What’s Next? Thought Police?

This has been bugging me since I heard about it and I’ve been meaning to write a post about it, so here goes.

Sometimes, news reporters can be so dumb. After the Dawson College shooting incident, somebody found the shooter’s blog, and oh what a blog. It was full of dark pictures, guns, messages of hatred for the world and all the people in it, lots of talk of violence and all that good stuff. Incidentally, they forgot there was also mundane messages about purple freezies, eating eggs for breakfast, his enjoyment of different kinds of music, and some other crap that had nothing to do with shootings. So here’s the part that really got me mad. After reading out pieces of his blog, the reporters did what I expected. “If only we had seen this in time. Maybe this shooting could have been prevented.”

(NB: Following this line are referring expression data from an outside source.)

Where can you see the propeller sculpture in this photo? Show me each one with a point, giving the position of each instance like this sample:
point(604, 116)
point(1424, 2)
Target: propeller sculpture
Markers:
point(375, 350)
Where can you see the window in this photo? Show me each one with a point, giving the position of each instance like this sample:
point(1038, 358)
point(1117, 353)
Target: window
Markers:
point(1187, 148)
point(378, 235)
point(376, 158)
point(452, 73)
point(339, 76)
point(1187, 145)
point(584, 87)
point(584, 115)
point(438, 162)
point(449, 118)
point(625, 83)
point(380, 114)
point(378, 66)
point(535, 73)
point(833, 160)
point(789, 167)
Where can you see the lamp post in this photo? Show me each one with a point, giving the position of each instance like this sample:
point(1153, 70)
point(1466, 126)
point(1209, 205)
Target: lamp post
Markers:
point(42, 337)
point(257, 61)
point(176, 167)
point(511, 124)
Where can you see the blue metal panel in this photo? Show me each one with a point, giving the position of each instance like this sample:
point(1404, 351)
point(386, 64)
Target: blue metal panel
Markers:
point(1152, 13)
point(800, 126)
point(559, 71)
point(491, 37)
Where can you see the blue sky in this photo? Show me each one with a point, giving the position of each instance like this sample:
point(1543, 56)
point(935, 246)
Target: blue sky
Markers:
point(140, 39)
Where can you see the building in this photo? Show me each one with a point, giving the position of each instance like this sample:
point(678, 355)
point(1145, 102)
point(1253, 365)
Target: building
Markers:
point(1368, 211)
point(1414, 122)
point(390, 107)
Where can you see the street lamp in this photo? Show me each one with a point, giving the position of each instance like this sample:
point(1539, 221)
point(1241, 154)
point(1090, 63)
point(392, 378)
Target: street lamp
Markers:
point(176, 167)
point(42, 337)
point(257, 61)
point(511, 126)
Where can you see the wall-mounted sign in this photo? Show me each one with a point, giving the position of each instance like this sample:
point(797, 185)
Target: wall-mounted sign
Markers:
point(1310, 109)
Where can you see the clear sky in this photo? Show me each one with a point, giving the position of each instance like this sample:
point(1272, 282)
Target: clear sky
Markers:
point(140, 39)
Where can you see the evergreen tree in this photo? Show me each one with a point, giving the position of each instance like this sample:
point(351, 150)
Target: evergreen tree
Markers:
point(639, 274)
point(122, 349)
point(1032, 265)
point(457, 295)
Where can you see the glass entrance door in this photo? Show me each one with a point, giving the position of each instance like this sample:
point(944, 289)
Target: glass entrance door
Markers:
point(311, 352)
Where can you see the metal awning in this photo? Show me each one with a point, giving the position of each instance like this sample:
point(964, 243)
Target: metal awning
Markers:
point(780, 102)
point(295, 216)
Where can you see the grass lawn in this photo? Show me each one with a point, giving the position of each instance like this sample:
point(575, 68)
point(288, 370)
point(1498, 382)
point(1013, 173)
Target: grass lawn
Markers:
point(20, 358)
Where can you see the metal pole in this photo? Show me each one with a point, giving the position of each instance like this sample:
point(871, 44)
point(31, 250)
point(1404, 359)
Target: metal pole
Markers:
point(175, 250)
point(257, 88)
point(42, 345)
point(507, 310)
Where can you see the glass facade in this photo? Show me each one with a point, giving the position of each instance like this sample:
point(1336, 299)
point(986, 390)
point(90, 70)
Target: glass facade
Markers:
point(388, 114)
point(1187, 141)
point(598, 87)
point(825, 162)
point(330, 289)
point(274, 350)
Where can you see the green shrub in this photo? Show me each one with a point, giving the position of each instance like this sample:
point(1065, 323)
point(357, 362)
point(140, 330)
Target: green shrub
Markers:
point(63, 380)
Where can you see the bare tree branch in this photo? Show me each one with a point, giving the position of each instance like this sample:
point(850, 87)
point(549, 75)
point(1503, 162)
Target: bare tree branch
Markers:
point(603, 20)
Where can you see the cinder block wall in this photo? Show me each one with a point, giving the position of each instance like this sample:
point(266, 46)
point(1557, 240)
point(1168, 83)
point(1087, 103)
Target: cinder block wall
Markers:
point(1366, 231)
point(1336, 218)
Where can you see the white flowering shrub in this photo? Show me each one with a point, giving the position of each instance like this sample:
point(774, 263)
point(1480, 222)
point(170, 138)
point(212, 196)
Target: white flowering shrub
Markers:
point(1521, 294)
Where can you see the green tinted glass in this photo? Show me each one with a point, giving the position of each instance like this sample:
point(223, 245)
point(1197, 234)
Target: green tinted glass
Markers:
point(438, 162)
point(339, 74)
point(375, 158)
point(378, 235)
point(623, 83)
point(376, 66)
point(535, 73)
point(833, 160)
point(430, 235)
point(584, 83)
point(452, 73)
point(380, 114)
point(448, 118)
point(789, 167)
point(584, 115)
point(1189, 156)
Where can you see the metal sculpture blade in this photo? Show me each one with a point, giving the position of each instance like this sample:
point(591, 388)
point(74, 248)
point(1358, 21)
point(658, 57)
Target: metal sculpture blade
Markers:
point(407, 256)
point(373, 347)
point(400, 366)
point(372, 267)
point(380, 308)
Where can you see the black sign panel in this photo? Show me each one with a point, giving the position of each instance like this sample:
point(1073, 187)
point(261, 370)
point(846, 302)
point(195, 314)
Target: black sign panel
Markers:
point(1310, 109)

No! no no no! Did they ever stop to think that a blog is a place of expression? Did they ever stop to think that the blog is just words, and nothing more? That blog could have easily been a work of fiction. Anybody heard of a blog novel? Even if there was some truth to it, it could have been an extreme exaggeration written by someone who is frustrated. Lots of extreme shit is written up on blogs and it’s not all written by deranged shooters in long, black trenchcoats. At the very least, it could have been some kind of release. For someone other than this guy, the act of writing in that blog could have prevented them from shooting up a college. Do they really want a world where people get scooped up and carted away based on the contents of their blogs? I’m getting serious 1984 visions, and it’s not just because I just read the book.

When will people realize that the way to prevent this kind of crime is not to read people’s blogs and make judgements? When will people realize that the only way to try and prevent this kind of crime is by someone close to the shooter noticing they’re acting more than a bit off and saying, “Hey dude, are you ok? You might wanna get some help.” I’m not saying that’s a perfect solution, but it’s a lot less frightening and a lot more accurate than rushing to judgment based on some words on a page.